Tom Hutchens, the executive vice president of production for Angel Oak Mortgage Solutions, emphasized the company’s commitment to meeting the evolving needs of borrowers nationwide through the introduction of the bank statement HELOC product. The launch of this product, coupled with the expansion of their team, enables Angel Oak to provide better support to originators and borrowers while aligning with the current market momentum.

Angel Oak’s entry into the HELOC market comes at a time when equity levels across the country remain high. Despite a 7% decline in HELOC loan originations in the third quarter of 2023 due to increased interest rates, the Federal Reserve reported an increase in outstanding balances on HELOCs to $349 billion. Furthermore, data from the Fed shows a 2.3% growth in outstanding debt linked to home equity products, reaching $501 billion in the third quarter.

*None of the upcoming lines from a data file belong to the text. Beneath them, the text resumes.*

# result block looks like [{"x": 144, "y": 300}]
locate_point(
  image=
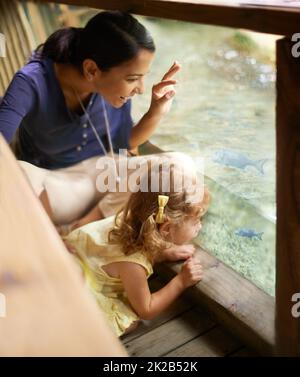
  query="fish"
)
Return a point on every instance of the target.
[
  {"x": 238, "y": 160},
  {"x": 250, "y": 233}
]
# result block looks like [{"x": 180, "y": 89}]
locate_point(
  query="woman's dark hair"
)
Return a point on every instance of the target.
[{"x": 109, "y": 38}]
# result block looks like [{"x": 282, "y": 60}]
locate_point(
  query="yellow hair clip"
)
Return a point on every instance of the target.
[{"x": 162, "y": 201}]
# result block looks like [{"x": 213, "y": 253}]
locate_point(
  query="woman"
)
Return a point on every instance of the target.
[{"x": 61, "y": 102}]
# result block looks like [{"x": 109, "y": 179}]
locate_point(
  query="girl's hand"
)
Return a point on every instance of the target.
[
  {"x": 163, "y": 92},
  {"x": 191, "y": 272},
  {"x": 177, "y": 252}
]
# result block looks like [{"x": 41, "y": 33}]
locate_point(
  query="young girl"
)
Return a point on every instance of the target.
[{"x": 117, "y": 254}]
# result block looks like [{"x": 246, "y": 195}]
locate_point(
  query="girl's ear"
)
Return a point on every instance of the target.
[{"x": 90, "y": 69}]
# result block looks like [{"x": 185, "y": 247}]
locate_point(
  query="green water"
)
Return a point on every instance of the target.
[{"x": 225, "y": 101}]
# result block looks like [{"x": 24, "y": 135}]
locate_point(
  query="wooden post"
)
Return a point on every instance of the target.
[{"x": 288, "y": 199}]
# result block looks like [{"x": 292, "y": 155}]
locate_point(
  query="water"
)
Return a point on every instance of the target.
[{"x": 224, "y": 111}]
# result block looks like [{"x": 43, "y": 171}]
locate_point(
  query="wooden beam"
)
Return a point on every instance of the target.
[
  {"x": 288, "y": 199},
  {"x": 265, "y": 19},
  {"x": 49, "y": 312}
]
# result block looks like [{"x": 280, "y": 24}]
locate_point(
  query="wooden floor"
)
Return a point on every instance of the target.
[{"x": 184, "y": 330}]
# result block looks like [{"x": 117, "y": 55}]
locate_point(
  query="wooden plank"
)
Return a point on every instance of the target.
[
  {"x": 48, "y": 310},
  {"x": 288, "y": 199},
  {"x": 177, "y": 308},
  {"x": 273, "y": 20},
  {"x": 214, "y": 343},
  {"x": 170, "y": 335},
  {"x": 234, "y": 301}
]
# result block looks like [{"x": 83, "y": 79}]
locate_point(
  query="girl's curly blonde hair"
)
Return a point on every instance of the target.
[{"x": 135, "y": 226}]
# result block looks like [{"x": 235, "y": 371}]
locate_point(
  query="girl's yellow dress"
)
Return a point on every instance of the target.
[{"x": 93, "y": 252}]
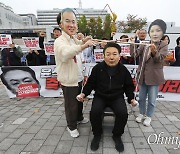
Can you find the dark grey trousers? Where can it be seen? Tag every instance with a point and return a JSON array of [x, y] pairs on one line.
[[73, 108]]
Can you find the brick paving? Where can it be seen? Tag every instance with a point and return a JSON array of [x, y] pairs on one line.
[[38, 126]]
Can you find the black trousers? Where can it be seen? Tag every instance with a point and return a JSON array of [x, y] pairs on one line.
[[120, 110], [73, 108]]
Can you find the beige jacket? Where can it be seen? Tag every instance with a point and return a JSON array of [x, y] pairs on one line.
[[150, 69], [65, 50]]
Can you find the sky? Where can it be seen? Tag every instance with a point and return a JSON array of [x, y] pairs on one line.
[[166, 10]]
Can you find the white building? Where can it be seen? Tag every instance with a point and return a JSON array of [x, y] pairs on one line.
[[29, 19], [8, 19], [48, 17]]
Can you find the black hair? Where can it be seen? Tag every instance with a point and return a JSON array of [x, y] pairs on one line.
[[123, 36], [7, 69], [177, 41], [56, 28], [58, 19], [163, 38], [160, 23], [67, 10], [114, 45]]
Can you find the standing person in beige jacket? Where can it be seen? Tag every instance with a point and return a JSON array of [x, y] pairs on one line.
[[150, 71], [66, 48]]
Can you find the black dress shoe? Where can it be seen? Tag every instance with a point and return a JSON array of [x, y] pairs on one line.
[[95, 143], [118, 143]]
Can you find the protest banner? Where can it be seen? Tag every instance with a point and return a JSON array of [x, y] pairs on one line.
[[31, 42], [49, 48], [31, 81], [44, 83], [5, 40], [125, 49]]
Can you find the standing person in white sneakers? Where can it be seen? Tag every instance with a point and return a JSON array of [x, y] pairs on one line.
[[150, 71], [66, 48]]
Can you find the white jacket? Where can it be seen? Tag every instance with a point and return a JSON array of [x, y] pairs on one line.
[[65, 48]]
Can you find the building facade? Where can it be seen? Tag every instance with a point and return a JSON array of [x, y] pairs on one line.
[[8, 19], [48, 17], [29, 19]]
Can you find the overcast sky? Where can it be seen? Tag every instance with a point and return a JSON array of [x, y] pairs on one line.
[[167, 10]]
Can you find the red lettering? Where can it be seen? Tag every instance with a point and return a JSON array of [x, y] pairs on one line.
[[52, 83], [172, 86]]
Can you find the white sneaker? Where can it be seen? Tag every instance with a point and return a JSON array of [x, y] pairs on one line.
[[84, 121], [73, 133], [147, 121], [139, 118]]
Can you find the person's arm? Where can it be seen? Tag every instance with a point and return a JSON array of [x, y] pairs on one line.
[[137, 51], [91, 82], [129, 86], [17, 50], [66, 51]]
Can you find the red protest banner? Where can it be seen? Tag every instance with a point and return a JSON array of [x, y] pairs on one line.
[[49, 48], [5, 40], [31, 42], [28, 90]]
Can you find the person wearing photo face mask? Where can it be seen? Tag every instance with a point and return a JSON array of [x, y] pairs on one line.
[[150, 71], [66, 48]]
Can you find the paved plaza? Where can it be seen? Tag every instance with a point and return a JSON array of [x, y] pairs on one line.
[[38, 126]]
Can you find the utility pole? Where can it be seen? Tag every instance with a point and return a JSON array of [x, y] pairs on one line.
[[80, 4]]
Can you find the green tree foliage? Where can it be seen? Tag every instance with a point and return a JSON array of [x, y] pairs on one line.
[[132, 24], [82, 25], [99, 28], [92, 27], [107, 27]]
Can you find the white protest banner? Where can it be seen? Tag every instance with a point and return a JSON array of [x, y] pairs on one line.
[[31, 42], [49, 48], [171, 55], [32, 81], [125, 49], [5, 40], [98, 55]]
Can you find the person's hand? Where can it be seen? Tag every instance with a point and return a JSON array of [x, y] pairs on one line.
[[80, 97], [42, 34], [30, 51], [36, 52], [125, 57], [113, 33], [153, 49], [134, 102], [87, 38], [12, 46], [89, 43], [132, 39]]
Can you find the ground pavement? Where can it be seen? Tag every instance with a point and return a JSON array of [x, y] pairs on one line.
[[38, 126]]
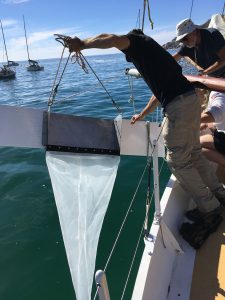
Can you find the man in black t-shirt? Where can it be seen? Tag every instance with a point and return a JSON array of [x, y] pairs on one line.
[[204, 47], [164, 77]]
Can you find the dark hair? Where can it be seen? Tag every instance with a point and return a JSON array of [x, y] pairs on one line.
[[137, 31]]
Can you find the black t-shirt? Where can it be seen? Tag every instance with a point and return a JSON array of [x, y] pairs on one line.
[[205, 54], [159, 69]]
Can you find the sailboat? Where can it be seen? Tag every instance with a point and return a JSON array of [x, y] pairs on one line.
[[6, 72], [170, 268], [33, 64]]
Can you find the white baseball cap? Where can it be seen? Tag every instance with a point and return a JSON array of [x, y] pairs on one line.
[[184, 27]]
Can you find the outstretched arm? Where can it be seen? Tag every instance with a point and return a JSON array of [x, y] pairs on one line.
[[150, 107], [102, 41]]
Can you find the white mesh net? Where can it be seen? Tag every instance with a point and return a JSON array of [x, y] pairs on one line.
[[82, 186]]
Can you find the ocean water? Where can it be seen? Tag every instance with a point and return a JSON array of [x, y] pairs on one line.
[[33, 264]]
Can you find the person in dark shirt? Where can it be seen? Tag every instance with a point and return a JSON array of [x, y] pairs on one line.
[[164, 77], [204, 47]]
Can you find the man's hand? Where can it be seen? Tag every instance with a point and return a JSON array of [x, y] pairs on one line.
[[136, 118]]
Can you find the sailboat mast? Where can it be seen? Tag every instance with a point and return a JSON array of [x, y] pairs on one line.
[[4, 43], [26, 38]]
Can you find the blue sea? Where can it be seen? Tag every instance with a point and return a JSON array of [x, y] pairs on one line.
[[33, 264]]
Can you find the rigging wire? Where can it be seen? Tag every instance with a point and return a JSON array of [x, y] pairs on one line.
[[55, 86], [139, 239], [101, 83], [138, 22], [81, 60], [146, 3], [131, 203]]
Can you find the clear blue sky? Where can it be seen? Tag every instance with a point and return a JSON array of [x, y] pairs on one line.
[[88, 18]]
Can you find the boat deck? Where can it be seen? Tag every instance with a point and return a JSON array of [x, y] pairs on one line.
[[208, 282]]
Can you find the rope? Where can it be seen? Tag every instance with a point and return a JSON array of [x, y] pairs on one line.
[[79, 59], [146, 3], [55, 86], [192, 2], [110, 97], [131, 100], [139, 239], [129, 208], [223, 8], [149, 163], [138, 22]]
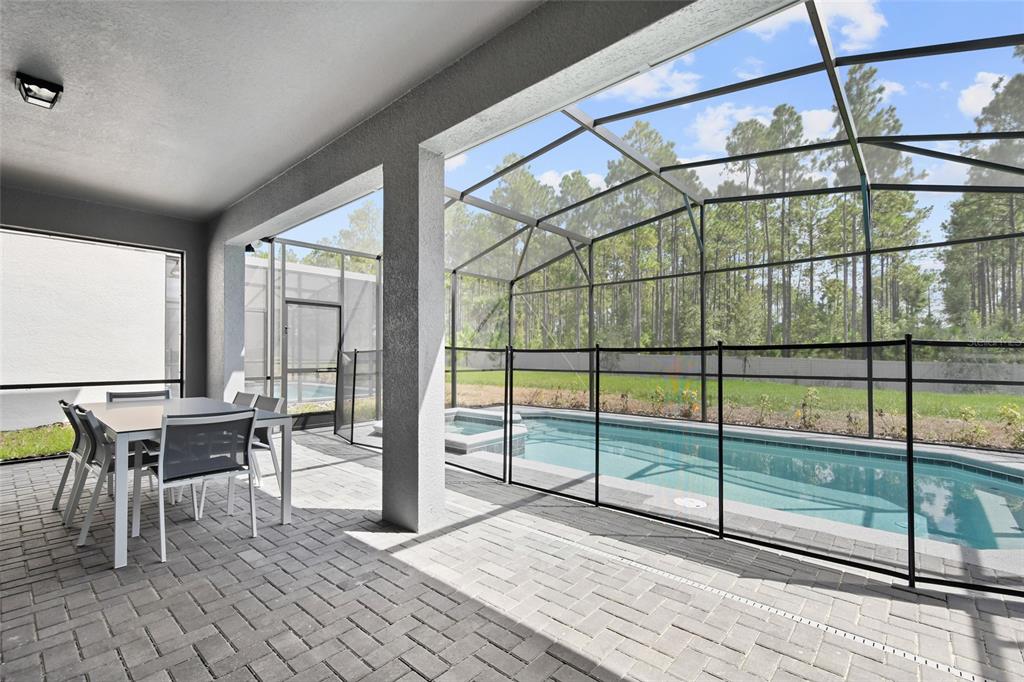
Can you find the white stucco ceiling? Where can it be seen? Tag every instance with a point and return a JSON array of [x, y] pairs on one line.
[[182, 108]]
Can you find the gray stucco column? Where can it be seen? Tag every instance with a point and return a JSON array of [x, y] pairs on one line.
[[225, 318], [414, 339]]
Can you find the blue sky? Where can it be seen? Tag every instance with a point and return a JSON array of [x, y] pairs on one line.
[[931, 94]]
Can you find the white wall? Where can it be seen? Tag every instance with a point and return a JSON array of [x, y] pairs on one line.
[[74, 310]]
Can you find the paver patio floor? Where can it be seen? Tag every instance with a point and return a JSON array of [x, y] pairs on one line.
[[516, 585]]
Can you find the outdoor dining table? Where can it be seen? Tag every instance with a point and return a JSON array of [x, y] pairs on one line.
[[133, 422]]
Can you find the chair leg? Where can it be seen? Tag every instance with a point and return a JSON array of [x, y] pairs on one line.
[[76, 493], [252, 501], [273, 461], [163, 534], [100, 479], [202, 499], [136, 502], [254, 466], [64, 480]]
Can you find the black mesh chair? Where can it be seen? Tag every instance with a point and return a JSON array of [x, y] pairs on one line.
[[74, 455], [99, 460], [132, 396], [263, 439], [200, 449], [245, 399]]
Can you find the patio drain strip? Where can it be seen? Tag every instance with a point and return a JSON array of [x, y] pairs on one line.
[[886, 648]]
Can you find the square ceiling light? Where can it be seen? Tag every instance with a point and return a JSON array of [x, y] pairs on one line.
[[37, 91]]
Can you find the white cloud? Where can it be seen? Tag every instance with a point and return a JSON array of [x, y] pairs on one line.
[[975, 97], [663, 82], [891, 88], [857, 22], [711, 176], [455, 162], [713, 124], [947, 172], [752, 68], [817, 123], [553, 179], [766, 29], [596, 180]]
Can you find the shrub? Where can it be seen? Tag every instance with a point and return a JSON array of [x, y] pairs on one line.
[[809, 413], [764, 409], [1013, 416], [971, 432], [691, 403]]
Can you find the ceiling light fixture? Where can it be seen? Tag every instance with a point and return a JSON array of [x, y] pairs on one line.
[[37, 91]]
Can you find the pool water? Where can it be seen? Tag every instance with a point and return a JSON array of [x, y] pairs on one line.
[[952, 505], [464, 426]]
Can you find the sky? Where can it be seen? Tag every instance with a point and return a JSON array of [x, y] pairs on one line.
[[931, 94]]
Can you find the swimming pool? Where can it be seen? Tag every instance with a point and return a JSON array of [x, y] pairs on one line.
[[468, 426], [953, 504]]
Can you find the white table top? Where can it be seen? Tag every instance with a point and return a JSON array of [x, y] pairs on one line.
[[148, 415]]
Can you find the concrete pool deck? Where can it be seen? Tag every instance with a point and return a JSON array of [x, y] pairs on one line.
[[516, 585], [880, 548]]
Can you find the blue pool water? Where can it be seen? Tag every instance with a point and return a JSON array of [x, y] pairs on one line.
[[861, 488]]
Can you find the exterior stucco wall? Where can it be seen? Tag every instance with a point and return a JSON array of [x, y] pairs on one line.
[[60, 215]]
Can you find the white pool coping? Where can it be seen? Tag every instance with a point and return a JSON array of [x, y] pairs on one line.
[[1003, 462]]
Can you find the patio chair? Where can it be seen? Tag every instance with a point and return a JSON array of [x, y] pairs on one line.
[[78, 450], [249, 400], [263, 439], [135, 396], [99, 460], [130, 396], [202, 449], [245, 399]]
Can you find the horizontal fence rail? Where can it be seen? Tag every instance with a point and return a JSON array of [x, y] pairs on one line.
[[591, 364], [86, 384]]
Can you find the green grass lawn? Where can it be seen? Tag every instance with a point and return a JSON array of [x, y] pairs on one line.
[[48, 439], [748, 392]]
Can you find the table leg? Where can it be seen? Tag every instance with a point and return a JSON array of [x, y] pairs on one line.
[[286, 472], [136, 491], [121, 502]]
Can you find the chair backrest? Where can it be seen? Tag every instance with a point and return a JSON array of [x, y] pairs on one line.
[[128, 396], [245, 399], [95, 443], [194, 445], [270, 403], [76, 427]]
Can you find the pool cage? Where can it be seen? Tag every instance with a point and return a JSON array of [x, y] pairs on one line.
[[802, 305], [312, 333]]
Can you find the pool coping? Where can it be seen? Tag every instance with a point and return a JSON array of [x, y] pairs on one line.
[[751, 517], [995, 464]]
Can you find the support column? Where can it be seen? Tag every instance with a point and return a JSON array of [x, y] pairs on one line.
[[414, 340], [225, 320]]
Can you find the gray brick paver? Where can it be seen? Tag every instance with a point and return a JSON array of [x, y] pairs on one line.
[[312, 601]]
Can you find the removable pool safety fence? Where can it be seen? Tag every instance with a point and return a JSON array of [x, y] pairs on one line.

With a track record of originating $9.4 billion in non-QM volume since 2020 and over $18.6 billion in non-QM loans since its inception in 2013, Angel Oak is well-positioned to seize growth opportunities in 2024. The recent addition of six account executives further strengthens the company’s market presence in states such as California, Indiana, and Rhode Island.

In conclusion, the use of

in web development allows for the creation of visually appealing and organized websites. Angel Oak Mortgage Solutions’ entry into the HELOC market demonstrates their commitment to meeting the evolving needs of borrowers. With their innovative bank statement HELOC product and expanding team, Angel Oak is poised for further growth and success in the coming year.